Theoretical and Conceptual Framework to Design Efficient Dye-Sensitized Solar Cells (DSSCs): Molecular Engineering by DFT Method

Abstract

Herein, eight new donor-π-acceptor organic dyes namely M1–M8 have been theoretically investigated for their potential in optoelectronic properties. The M1–M8 were designed through structural modification of π-conjugated bridge of reference reported molecule IC2. The designed molecules contain Indolo[3,2,1-jk]carbazole as core donor unit and end capped cyanoacrylic acid as acceptor unit. DFT and TDDFT calculations using B3LYP, CAM-B3LYP, ωB97XD and M062X functional were performed to evaluate the photophysical and photovoltaic properties.
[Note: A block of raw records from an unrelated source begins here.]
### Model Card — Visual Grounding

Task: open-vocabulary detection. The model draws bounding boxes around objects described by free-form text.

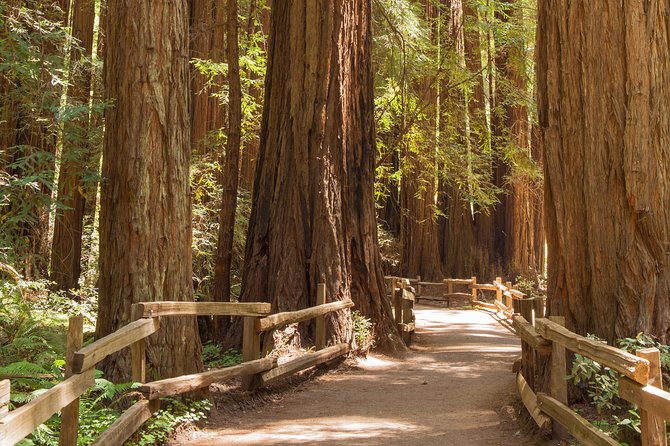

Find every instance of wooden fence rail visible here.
[511,306,670,446]
[0,284,354,446]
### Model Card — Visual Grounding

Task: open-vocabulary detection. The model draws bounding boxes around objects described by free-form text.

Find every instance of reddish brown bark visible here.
[231,0,400,347]
[96,0,202,381]
[537,0,670,341]
[213,0,242,337]
[189,0,214,154]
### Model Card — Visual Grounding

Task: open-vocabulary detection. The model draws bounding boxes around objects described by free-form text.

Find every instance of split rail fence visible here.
[512,298,670,446]
[387,277,670,446]
[0,284,354,446]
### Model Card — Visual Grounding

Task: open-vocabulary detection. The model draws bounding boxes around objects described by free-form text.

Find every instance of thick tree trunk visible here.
[537,0,670,341]
[231,0,399,347]
[51,0,95,290]
[400,1,442,280]
[492,2,544,278]
[213,0,242,338]
[240,0,270,191]
[96,0,202,381]
[440,0,492,277]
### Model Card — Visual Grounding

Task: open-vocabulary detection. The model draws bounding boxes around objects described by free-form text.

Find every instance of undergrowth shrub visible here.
[351,310,375,356]
[566,333,670,445]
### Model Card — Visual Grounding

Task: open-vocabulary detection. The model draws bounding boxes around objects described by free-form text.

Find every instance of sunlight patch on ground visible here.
[218,417,425,444]
[358,355,398,370]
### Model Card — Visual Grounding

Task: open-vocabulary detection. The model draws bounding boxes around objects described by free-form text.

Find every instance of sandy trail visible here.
[175,306,535,445]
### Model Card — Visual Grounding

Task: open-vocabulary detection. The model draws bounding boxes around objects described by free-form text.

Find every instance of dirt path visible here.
[180,306,548,446]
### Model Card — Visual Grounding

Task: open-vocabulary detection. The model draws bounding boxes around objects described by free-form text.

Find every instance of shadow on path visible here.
[179,306,544,446]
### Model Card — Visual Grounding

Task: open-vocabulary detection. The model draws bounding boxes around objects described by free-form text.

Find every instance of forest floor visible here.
[172,305,551,446]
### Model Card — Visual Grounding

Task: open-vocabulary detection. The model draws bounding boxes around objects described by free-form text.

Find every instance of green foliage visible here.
[133,398,212,446]
[514,276,542,298]
[0,1,104,277]
[351,310,375,356]
[191,156,251,299]
[568,350,621,413]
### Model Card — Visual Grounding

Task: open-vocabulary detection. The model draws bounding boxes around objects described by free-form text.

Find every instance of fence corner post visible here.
[59,316,84,446]
[242,316,261,390]
[314,283,326,350]
[130,304,147,383]
[496,277,502,303]
[0,379,12,418]
[393,280,405,334]
[548,316,570,440]
[635,348,668,446]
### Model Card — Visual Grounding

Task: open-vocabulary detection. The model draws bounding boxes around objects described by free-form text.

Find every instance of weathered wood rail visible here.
[387,277,670,446]
[513,299,670,446]
[0,284,354,446]
[386,276,416,345]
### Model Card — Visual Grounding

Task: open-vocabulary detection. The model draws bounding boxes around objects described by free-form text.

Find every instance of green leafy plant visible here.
[202,342,242,368]
[568,335,621,413]
[129,398,212,446]
[351,310,375,356]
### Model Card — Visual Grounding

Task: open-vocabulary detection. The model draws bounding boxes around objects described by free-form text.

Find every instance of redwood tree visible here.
[96,0,202,380]
[537,0,670,341]
[231,0,398,346]
[213,0,242,335]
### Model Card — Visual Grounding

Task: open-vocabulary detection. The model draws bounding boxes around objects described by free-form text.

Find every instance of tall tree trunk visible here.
[537,0,670,341]
[207,1,230,136]
[230,0,400,347]
[96,0,202,381]
[51,0,95,290]
[400,1,442,279]
[189,0,214,155]
[440,0,483,277]
[492,1,544,278]
[0,0,68,278]
[213,0,242,337]
[240,0,270,191]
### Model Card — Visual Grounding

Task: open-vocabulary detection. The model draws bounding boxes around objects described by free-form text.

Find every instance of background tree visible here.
[214,0,242,337]
[537,0,670,341]
[231,0,397,344]
[96,0,201,380]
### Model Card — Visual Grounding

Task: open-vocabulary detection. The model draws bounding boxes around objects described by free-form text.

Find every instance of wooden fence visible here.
[0,284,354,446]
[386,276,416,345]
[513,299,670,446]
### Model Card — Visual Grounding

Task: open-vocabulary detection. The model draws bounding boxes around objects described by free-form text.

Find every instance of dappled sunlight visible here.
[221,416,426,444]
[181,308,520,445]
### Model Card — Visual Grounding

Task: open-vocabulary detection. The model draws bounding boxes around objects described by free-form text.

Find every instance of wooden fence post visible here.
[519,299,536,392]
[242,316,261,390]
[393,280,405,329]
[533,297,545,319]
[472,276,477,304]
[549,316,570,440]
[402,292,414,346]
[635,348,668,446]
[0,379,11,418]
[314,283,326,350]
[58,316,84,446]
[130,304,147,383]
[496,277,502,303]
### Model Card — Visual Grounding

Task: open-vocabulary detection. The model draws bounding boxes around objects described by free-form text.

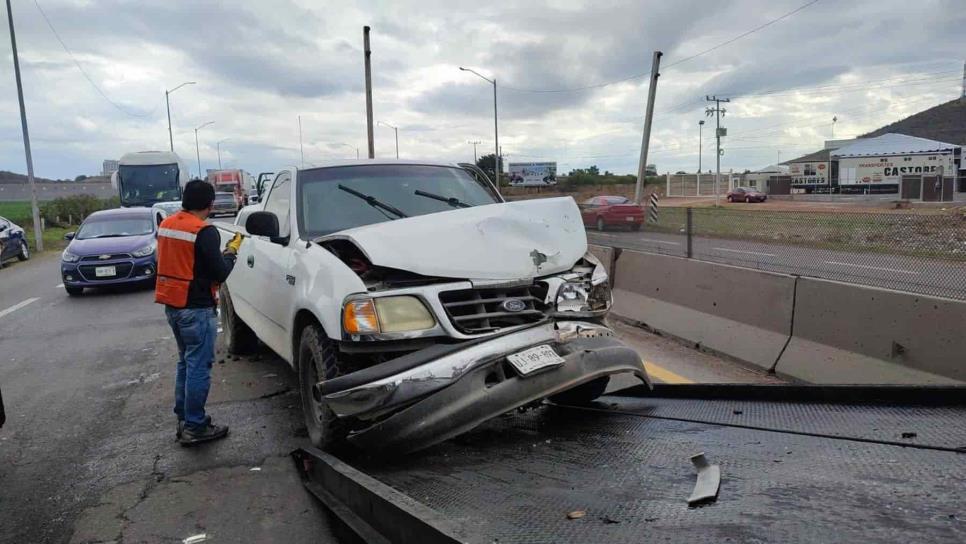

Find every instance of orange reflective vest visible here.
[154,210,218,308]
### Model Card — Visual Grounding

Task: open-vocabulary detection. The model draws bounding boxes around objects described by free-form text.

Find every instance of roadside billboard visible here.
[509,162,557,186]
[839,153,954,185]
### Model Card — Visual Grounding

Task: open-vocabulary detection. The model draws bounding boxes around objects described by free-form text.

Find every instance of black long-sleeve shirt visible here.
[185,225,235,308]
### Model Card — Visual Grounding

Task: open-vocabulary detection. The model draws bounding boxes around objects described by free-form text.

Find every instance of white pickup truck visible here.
[221,160,647,452]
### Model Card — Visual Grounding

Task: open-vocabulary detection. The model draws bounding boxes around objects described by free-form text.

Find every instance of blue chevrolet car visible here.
[60,208,158,296]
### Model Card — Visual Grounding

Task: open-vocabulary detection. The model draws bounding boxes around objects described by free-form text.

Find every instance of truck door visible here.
[248,172,295,355]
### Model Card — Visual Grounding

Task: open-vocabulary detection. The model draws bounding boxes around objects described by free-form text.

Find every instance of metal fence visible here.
[588,208,966,300]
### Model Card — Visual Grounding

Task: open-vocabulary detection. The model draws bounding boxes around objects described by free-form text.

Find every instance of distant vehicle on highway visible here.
[725,187,768,202]
[580,196,644,231]
[60,208,158,296]
[211,193,241,217]
[0,217,30,266]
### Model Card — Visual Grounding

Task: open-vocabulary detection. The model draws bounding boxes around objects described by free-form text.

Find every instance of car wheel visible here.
[298,325,349,451]
[550,376,610,405]
[218,285,258,355]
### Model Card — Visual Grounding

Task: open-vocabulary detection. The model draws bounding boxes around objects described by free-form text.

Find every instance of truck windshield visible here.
[117,164,181,206]
[300,164,500,238]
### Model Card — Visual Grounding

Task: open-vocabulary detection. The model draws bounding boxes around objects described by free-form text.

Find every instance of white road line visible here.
[711,247,777,257]
[0,297,40,318]
[825,261,919,276]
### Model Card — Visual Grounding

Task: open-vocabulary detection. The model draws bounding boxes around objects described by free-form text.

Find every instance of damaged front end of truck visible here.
[312,198,648,453]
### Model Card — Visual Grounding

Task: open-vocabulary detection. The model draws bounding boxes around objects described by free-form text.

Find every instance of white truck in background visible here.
[111,151,189,223]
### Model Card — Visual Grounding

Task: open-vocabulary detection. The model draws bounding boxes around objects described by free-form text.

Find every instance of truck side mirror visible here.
[245,212,278,241]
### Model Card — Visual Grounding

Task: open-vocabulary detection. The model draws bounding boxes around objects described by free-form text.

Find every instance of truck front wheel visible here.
[298,325,349,451]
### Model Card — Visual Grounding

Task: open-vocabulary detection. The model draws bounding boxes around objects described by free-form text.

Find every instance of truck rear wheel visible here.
[218,285,258,355]
[550,376,610,406]
[298,325,349,451]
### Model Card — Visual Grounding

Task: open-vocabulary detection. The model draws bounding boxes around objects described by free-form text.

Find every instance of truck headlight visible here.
[131,242,158,257]
[342,296,436,335]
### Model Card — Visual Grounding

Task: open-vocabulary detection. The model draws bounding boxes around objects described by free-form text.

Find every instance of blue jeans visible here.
[164,306,218,430]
Results indicate that HOMO–LUMO energy gaps in M1–M8 have been found smaller than IC2. Among all, M7 is a material with lowest energy gap 2.61 eV, red shifted absorption wavelength value 436 nm. Results of the calculated redox potential of the ground state, vertical excitation energy of the dye, oxidation potential of the dye in the excited state, free energy change for electron injection, dye regeneration and open circuit photovoltage and light harvesting efficiency indicates that π-bridges in M1–M8 would show better power conversion efficiency than IC2. Especially, dye M7 with π-bridge 5-(thiazol-5yl)thiazole is found to be the most promising candidate for highly effective DSSCs properties. This theoretical framework may provide new ways for experimentalists to design high-performance DSSCs materials for optoelectronic applications.